I didn't drink because I was Muslim, and she told me that she wouldn't drink either, even though I told her she still can drink if she wants to. Than one day we went to Wal-Mart with her friends, and she asked them to help her sneak alcohol by me, claiming I was being controlling and allowing her to drink.

Even when it came to intimacy, she always got me to do things for her (I'm trying not to be graphic) but never reciprocated. She often made excuses about not being comfortable or wanting to wait for marriage. My therapist told me that was part of control tactics.

Those are just some examples of how she treated me for over 2 years. Even before breaking up, she admitted to me that she had been manipulating me, but she made sure nobody else was around to hear it.

After I graduated from college, I went back to the country my family lives and taught English for a little bit. But it didn't work out because of visa complications and I had to return to the US prematurely with little money or nowhere to stay. The entire time I was overseas she pressured me to return and find a job in the US, but then she got angry at me for coming back. She broke up with me over the phone, calling me a bum and a loser and comparing to some deadbeat father she knew who was on drugs.

Oh, and after the breakup she told people things like: "He's Muslim.

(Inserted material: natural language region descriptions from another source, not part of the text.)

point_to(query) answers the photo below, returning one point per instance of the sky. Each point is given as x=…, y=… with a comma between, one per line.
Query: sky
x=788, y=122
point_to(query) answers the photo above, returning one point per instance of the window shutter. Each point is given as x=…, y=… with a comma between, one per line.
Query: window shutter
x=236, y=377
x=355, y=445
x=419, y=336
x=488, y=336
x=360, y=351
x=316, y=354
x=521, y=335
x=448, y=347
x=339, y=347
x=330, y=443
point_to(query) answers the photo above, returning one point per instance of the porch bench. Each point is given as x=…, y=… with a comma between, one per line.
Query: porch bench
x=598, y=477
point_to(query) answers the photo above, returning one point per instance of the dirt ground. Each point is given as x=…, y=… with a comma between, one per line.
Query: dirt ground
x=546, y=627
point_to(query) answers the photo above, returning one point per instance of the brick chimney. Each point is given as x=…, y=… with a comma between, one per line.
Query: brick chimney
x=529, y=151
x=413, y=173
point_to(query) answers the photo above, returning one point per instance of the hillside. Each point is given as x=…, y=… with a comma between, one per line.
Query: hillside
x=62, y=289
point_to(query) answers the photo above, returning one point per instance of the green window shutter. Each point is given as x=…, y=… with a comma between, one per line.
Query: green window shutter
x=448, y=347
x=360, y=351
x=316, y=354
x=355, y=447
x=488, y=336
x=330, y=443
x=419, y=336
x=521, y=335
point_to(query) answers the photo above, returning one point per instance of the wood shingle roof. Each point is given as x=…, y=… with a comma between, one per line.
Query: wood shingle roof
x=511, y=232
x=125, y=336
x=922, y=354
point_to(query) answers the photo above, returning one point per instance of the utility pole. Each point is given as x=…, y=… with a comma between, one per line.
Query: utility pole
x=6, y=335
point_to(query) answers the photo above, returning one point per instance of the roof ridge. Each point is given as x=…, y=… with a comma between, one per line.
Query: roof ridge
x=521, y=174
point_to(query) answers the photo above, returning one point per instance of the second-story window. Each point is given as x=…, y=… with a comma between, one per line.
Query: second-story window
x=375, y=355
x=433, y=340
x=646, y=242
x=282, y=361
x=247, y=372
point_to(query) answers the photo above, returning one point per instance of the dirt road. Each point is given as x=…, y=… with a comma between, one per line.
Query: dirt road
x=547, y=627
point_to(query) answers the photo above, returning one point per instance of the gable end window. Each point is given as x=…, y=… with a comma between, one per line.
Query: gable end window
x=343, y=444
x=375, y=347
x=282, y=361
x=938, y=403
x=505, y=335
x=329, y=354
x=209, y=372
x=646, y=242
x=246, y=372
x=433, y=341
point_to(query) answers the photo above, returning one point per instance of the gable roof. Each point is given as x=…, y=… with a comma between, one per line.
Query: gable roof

He was taught to treat women a certain way" and "He's a terrible person because he has autism."

The strange thing is she does not at all the kind of person whom you would think of as being a narcissist. She's not particularly attractive, and she has cerebral palsy and cannot stand or walk without assistance.

So I don't know if she fits the criteria for NPD, but I am certain the abuse was real.